Lors de l’année scolaire 2015-2016, tous les élèves de l’atelier mathématiques que j’animais étaient dans la même classe, soit 24 des 27 élèves. J’ai alors proposé à mes collègues et mon chef d’établissement de mener un projet interdisciplinaire autour de la cryptographie avec cette classe. Plusieurs collègues se sont lancés dans l’aventure

Ainsi, en mathématiques, nous avons étudié plusieurs techniques (César, Vigenère, RSA, cryptage affine,…), en français les élèves ont écrit des nouvelles faisant intervenir un élément de cryptographie (après avoir étudié des œuvres d’Allan Poe et Jules Verne) et en technologie, les élèves ont conçu et fabriqué des dispositifs de cryptographie (en utilisant notamment Charlyrobot). Une restitution du projet était prévue en fin d’année, notamment à destination des parents. Après discussion avec les élèves, je leur ai proposé, pour changer des éternels panneaux sur feuille Canson, de tourner une vidéo qui relaterait le projet. Ils se sont montrés très enthousiastes et m’ont demandé s’il était possible de la mettre en ligne, ce qui a pu se faire.

Cette même année, nous avons aussi mené un projet autour de la police scientifique au sein de l’atelier et les élèves ont eu envie, là encore, de tourner un film racontant l’enquête. Ces deux vidéos ont été mises en ligne début juillet 2016.

Lors de la fête de la science au mois d’octobre 2016, alors que nous animions un atelier au village des sciences de Tours (une quinzaine d’élèves sur le week-end et moi-même), nous avons discuté de ces vidéos et il se trouve que les élèves avaient envie d’en tourner d’autres : la chaîne Scienticfiz était née avec les objectifs suivants :

  1. vulgariser les mathématiques, sous forme théâtrale quand c’est possible ;
  2. faire découvrir l’histoire des mathématiques, ses acteurs et actrices ;
  3. permettre des rencontres avec des personnes extérieures ;
  4. travailler l’oral ;
  5. travailler autrement avec les élèves.

Les premières vidéos de cette nouvelle année ont été consacrées à l’astronomie, à partir d’un projet que nous menions.
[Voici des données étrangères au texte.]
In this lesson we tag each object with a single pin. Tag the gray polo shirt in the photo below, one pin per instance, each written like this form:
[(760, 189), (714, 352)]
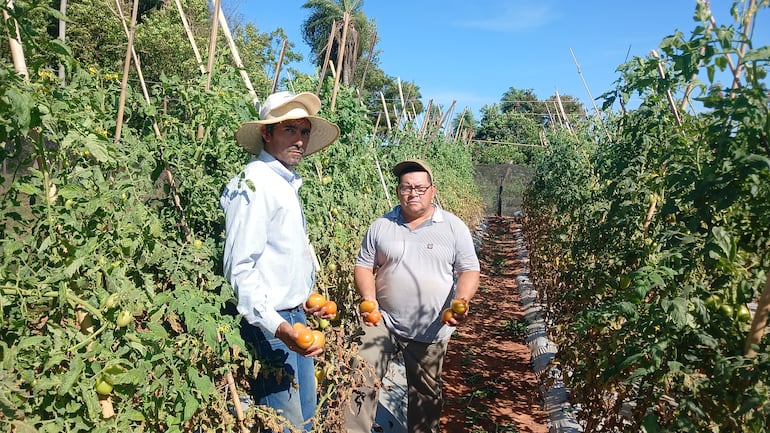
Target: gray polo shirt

Très vite, avec l’arrivée de deux nouvelles élèves très motivées, la chaîne s’est orientée presque exclusivement vers les mathématiques, avec des rares exceptions.

À ce jour, la chaîne propose 127 vidéos, et de nombreux projets sont en cours de réalisation.

Le choix des sujets

Tout d’abord, il y a mes centres d’intérêt personnels, les sujets que je peux avoir envie d’aborder (pour les sujets historiques notamment). D’autres sujets sont choisis suite à des discussions avec les élèves qui jouent dans les vidéos. Cela a été le cas par exemple pour les vidéos « Comment gagner au Loto » et « Sophie Germain, une femme parmi les hommes ».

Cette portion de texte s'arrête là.